The Corner

Politics & Policy

Natalists Should Beware the ‘Skin in the Game’ Trap

(gorodenkoff/via Getty Images)

One of the more unfortunate turns of Tea Party–era Republican politics was the “skin in the game” trope. At the time, some Republican activists and politicians were concerned that poorer voters weren’t paying enough in taxes—they had no “skin in the game” and were perhaps in some ways even suspect. Thus, Ben Carson’s “flat tax” proposal still had a minimum tax of $100. In its more paranoid iterations, this “skin in the game” line of thought could swell into the idea of viewing politics as some titanic clash between “takers” and “makers.”

On a level of raw politics, this approach fundamentally misunderstood American political dynamics. In part, because the affluent were sorting themselves into the Democratic coalition, Republicans needed to improve their margins with working-class voters. Pledging to raise taxes on lower-income families (so that they have “skin in the game”) is not the way to do that.

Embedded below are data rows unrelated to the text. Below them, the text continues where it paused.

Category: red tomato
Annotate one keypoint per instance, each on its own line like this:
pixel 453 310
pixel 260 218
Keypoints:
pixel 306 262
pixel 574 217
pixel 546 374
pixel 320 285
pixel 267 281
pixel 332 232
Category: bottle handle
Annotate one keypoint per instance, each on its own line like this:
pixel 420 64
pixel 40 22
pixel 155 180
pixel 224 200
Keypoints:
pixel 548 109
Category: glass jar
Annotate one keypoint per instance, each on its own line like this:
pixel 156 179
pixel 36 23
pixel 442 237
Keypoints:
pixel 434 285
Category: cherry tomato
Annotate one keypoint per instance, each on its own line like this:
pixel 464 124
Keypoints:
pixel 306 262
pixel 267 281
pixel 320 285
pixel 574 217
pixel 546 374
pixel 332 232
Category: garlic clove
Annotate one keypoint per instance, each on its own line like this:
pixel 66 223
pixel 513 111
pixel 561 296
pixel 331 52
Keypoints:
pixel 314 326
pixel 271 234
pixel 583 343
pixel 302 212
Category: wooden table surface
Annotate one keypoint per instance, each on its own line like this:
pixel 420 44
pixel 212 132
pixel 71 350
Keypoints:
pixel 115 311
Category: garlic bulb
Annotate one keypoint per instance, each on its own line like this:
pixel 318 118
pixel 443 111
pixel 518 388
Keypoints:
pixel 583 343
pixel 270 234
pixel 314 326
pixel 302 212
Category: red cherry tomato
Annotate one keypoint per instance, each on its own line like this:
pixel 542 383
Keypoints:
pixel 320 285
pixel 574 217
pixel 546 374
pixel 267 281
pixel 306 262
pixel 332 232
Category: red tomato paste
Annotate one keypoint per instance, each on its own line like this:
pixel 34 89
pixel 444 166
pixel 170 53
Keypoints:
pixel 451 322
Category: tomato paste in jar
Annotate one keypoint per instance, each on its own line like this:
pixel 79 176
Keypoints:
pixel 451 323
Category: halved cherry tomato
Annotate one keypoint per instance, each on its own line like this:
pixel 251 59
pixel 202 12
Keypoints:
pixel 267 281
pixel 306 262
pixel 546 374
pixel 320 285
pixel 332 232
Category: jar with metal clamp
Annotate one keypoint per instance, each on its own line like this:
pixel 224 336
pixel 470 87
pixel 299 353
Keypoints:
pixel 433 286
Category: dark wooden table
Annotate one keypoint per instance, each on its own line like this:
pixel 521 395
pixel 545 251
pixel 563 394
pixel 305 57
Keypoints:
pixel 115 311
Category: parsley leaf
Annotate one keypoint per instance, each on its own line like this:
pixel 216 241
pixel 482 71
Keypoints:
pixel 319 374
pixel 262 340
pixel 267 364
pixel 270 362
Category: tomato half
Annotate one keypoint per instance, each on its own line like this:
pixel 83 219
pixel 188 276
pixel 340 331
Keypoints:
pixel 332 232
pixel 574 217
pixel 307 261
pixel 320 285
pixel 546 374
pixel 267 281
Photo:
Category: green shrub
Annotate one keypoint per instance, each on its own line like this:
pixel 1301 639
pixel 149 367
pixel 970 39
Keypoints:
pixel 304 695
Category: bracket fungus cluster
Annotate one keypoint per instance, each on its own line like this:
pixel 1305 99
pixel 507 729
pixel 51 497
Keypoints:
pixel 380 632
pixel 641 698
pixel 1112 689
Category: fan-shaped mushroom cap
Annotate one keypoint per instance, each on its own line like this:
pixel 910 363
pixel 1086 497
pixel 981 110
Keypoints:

But this was also mistaken on a civic level. Whether or not a citizen pays income taxes, he or she certainly has “skin” in the game of American life. If anything, poorer Americans could arguably have more exposure to the vicissitudes of public policy. A hedge-fund billionaire can, to some extent, wall himself off from the consequences of government policy by living in a gated community or sending his kids to private school. He can hop from one country to the next. A Target worker outside Sioux Falls likely does not have those same options.

I count myself as sympathetic to the natalist cause. We should make it easier for people to have children by nurturing a pro-family culture and by making it more affordable to raise children. Parenthood detonates the thesis that we are merely atomistic actors pursuing our self-interest. The very importance of promoting family formation makes it important for natalists to avoid the temptation of the “skin in the game” argument.

Again, I think children are great (and exhausting), but saying that people need to have children to have a stake in American society is a conceptual inversion. We already do have a stake in American society. Children are perhaps the most potent representation of the fact that we live within a broader web of obligations, including obligations across time. Having children might also help awaken us to the existence of that web, and obviously, we acquire a new set of obligations in having children. But our involvement in the bigger social order pre-exists having children.

I don’t think George Washington had any less of a stake in the Republic because he didn’t have biological children, nor do I think that a fifty-year-old woman would suddenly be less of a citizen if her only child died in a sudden car accident. Those without children—from priests and nuns to the infertile to those for whom it just never worked out — all have gifts to contribute to our society. Of course, becoming a parent can help us realize some unexpected gifts and virtues, too.

The stronger case for natalism foregrounds the way that strengthening families enriches all our lives.